On locally finite groups whose derived subgroup is locally nilpotent (Q6656188)

The aim of the paper under review is to extend some results on subnormal subgroups, which are known in the finite case, to the class of locally finite groups. In a seminal paper \textit{H. Wielandt} ([Math. Z. 45, 209--244 (1939; JFM 65.0061.02)]) proved the so-called join theorem that asserts that the subgroup generated by two subnormal subgroups of a finite group is subnormal.\N\NAlthough Wielandt's result is not true in arbitrary locally finite groups, the author is able to extend it to the case to homomorphic images of periodic linear groups. In addition, the author extends the results of [\textit{A. Ballester-Bolinches} et al., Math.

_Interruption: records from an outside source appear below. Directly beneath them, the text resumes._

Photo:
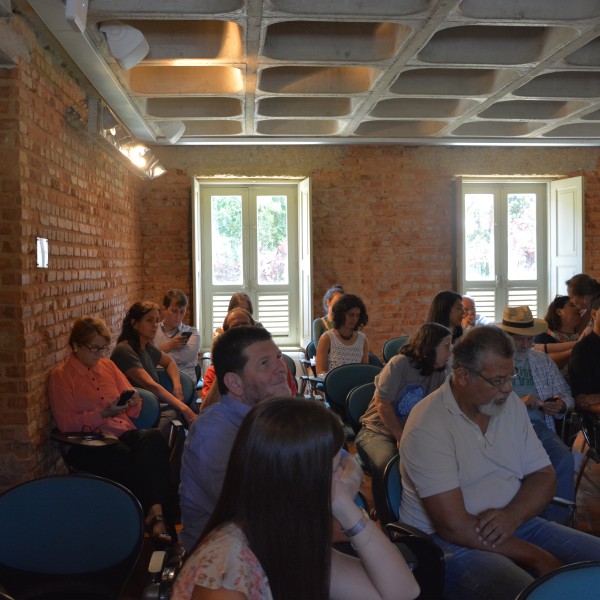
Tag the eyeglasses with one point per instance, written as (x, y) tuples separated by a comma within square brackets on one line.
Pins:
[(496, 382), (97, 349)]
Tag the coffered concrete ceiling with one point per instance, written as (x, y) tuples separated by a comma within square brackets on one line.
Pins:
[(348, 71)]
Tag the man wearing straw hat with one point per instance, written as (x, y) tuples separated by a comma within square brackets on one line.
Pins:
[(546, 394)]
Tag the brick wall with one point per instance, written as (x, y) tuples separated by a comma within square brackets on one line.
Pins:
[(382, 216), (57, 184), (382, 223)]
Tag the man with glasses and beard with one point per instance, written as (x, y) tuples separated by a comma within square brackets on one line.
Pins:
[(475, 476), (249, 369)]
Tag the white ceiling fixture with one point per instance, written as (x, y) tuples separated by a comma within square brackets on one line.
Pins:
[(435, 72)]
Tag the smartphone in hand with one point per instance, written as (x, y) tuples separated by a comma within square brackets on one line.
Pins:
[(186, 335), (125, 396)]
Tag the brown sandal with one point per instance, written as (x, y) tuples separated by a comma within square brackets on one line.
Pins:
[(161, 539)]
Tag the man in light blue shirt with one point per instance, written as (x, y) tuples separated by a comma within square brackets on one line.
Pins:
[(249, 369)]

Nachr. 239--240, 5--10 (2002; Zbl 1002.20014)] to locally finite groups, so it is possible to characterize the class of locally finite groups with a locally nilpotent derived subgroup as the largest subgroup-closed saturated formation \(\mathfrak{X}\) such that, for all \(\mathbf{SL}\)-closed saturated formations \(\mathcal{F}\), the \(\mathcal{F}\)-residual of an \(\mathfrak{X}\)-group generated by \(\mathcal{F}\)-subnormal subgroups is the subgroup generated by their \(\mathcal{F}\)-residuals.